Special thanks go to Dr. Ranjith Wijesinghe, Assistant Professor of Physics and Astronomy at Ball State University in Muncie, Indiana. This semester, Ranjith is teaching APHYS 316 (Medical Physics 2) using Intermediate Physics for Medicine and Biology. As he prepares his class lectures, Ranjith emails me all the mistakes he finds in our book, which I dutifully add to the errata. I can keep track of what the class is covering by the location of the errors Ranjith finds. In mid January the class was studying Fourier series, and he found a missing "sin" in Eq. 11.26d. By early February they were analyzing images, and Ranjith noticed some missing text in the figure associated with Problem 12.7. Then in mid February they began studying ultrasound, and eagle-eyed Ranjith emailed me that the derivative in Eq. 13.2 should be a partial derivative. I'm expecting some newly-discovered typo in Chapter 14 next week.

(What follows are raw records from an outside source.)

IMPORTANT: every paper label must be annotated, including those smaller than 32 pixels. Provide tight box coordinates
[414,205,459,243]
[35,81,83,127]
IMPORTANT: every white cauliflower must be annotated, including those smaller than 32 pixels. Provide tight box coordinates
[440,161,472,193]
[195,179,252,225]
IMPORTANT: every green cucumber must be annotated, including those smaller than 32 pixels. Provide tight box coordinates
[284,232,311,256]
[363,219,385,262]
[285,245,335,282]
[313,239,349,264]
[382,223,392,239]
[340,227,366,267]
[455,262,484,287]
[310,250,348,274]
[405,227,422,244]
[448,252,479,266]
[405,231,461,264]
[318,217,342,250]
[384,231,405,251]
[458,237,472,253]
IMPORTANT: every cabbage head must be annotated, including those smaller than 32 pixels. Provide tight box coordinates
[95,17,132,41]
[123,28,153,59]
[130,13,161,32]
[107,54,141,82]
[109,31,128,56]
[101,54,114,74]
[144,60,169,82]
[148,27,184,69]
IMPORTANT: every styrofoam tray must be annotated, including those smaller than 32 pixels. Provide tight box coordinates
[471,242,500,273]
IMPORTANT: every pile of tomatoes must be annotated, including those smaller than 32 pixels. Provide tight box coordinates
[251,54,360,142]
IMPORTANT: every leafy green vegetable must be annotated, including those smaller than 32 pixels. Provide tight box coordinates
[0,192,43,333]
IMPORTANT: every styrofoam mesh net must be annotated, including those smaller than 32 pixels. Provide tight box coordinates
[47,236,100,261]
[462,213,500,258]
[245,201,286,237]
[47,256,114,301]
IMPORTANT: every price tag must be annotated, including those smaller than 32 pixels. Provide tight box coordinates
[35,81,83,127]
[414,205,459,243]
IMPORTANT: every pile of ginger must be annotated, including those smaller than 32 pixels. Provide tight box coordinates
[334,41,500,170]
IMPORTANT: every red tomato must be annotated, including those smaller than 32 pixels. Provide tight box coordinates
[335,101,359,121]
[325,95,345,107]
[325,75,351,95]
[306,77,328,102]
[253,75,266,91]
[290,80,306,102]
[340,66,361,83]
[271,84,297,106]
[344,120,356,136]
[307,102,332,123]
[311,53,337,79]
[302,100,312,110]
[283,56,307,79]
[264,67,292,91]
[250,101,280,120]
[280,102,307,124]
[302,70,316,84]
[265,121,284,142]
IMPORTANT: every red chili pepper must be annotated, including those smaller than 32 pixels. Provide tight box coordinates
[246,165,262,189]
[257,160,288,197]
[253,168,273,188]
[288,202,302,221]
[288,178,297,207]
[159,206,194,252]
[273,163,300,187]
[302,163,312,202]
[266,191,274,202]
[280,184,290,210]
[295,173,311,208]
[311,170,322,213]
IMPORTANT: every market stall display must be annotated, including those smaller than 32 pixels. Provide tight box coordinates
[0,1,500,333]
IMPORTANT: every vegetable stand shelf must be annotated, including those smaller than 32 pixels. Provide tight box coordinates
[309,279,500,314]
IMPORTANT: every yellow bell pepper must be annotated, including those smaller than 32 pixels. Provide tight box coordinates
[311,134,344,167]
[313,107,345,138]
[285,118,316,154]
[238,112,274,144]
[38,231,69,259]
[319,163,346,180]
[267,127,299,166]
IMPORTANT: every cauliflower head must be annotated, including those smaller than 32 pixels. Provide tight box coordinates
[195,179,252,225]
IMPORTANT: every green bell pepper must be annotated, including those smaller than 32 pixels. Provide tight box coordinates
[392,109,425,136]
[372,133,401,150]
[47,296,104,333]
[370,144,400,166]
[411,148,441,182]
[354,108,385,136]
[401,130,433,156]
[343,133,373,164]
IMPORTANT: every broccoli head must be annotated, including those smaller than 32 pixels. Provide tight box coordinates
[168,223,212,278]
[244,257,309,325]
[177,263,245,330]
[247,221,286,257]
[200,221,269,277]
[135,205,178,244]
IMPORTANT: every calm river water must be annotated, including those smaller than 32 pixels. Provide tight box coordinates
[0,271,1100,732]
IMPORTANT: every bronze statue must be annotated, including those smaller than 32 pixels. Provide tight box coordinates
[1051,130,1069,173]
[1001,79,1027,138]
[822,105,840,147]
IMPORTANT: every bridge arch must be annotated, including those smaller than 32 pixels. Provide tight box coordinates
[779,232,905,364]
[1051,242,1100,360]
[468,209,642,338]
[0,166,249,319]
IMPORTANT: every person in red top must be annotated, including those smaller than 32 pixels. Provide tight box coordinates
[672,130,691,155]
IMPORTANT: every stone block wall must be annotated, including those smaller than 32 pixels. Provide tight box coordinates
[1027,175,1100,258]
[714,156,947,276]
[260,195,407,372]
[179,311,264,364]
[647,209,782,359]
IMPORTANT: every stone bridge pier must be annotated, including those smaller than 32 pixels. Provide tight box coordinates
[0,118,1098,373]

Actually, Ranjith is an old friend of mine. We were graduate students together at Vanderbilt University in the late 1980s, and both worked in the lab of John Wikswo. I took care of the crayfish (which have some giant axons that are useful for studying action currents) and Ranjith looked after the frogs (whose sciatic nerve is an excellent model for analyzing the compound action potential). After leaving Vanderbilt, Ranjith was a postdoc at Tulane University with Paul Nunez, an expert in electroencephalography and author of the acclaimed textbook Electric Fields of the Brain: The Neurophysics of EEG. While a member of Nunez's group, Ranjith coauthored several papers, including "EEG coherency.1. Statistics, reference electrode, volume conduction, Laplacians, cortical imaging, and interpretation at multiple scales" in the journal Electroencephalography and Clinical Neurophysiology (Volume 103, Pages 499-515, 1997). According to Google Scholar, this landmark paper has been cited 277 times, which is quite an accomplishment (and is more citations than my most cited paper has).

I hope Ranjith keeps on sending me errors he finds, and I encourage other careful readers to do so too. And a big HELLO! to Ball State students taking Medical Physics 2. The true measure of a textbook is what the students think of it. I hope you all find it useful, and best of luck to you as the end of the semester approaches. Don't give Dr. Wijesinghe too hard a time in class. If he finishes early one day and you have a few minutes to spare, ask him for some old stories from graduate school. He has a few, if he will tell you!